La joute poétique qui succède à l’accident et au départ des femmes obéit à la fois aux codes du prosimètre et aux règles de convivialité lettrée qui régissent le groupe des hommes. Or, sous le couvert de la poésie de circonstance, les deux sonnets mettent au jour la portée traumatique de l’événement, de deux points de vue différents.

En tant que témoin de la scène « sinistre » de l’avortement au milieu des ébats sexuels, Céladon fonde son impromptu sur la révélation d’un « secret » censé nuire aux femmes en éloignant les amants (« Vous allez être négligées, / Si je dis le secret de ce sinistre jour. ») L’image de la tourterelle fuyant le vautour au second quatrain inverse la structure topique du rapport sexuel entre le prédateur et sa proie, en mettant les hommes en position de victimes. Victimes de quel prédateur ? rien moins que de la mort elle-même (« la hideuse Mort », avec majuscule…). Or la mort réside au ventre des femmes (« vous renfermez cette méchante »), comme vient de le prouver l’avorton sorti de celui d’Hïante, qui en est l’incarnation. Le « secret » ainsi dévoilé déborde l’acception à laquelle le thème du sonnet tend à le réduire (c’est-à-dire la dissimulation par un individu ou un groupe d’un fait portant atteinte à sa réputation), pour acquérir la dimension d’une expérience humaine fondamentale : le nouage dans les profondeurs de la psychè de la sexualité et de la mort.
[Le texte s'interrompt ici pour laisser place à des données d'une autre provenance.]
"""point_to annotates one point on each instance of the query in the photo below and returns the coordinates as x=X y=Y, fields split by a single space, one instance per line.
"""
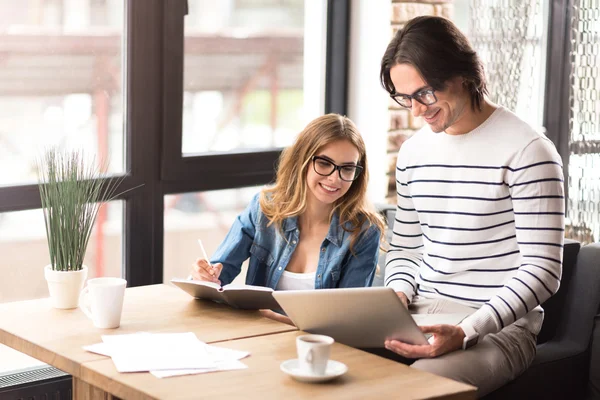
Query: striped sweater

Le sonnet suivant renchérit sur cette révélation en la présentant comme une expérience directement subjective. En effet, le second improvisateur est le gardien Le Rocher, qui était le partenaire sexuel d’Hïante lors de l’accident. Le sonnet qu’il improvise sur-dramatise la circonstance en faisant coïncider le moment du coït et celui de l’avortement. Cette évocation fantasmatique du rapport sexuel place le pénis (ou vit : terme marqué comme obscène dans un environnement lexical soutenu, ce que souligne l’élision typographique dite « de pudeur ») en contact direct avec l’avorton, c’est-à-dire la mort incarnée. Dans le tercet final, les majuscules à l’initiale des vocables majeurs que sont l’Amour et la Mort dessinent une autre scène où s’allient les deux puissances qui régissent l’existence du sujet. L’opérateur de leur mise en relation, le pénis en mouvement, est désigné par la périphrase « cet aveugle ministre » qui suggère la méconnaissance pulsionnelle qui meut le sujet dans l’acte sexuel.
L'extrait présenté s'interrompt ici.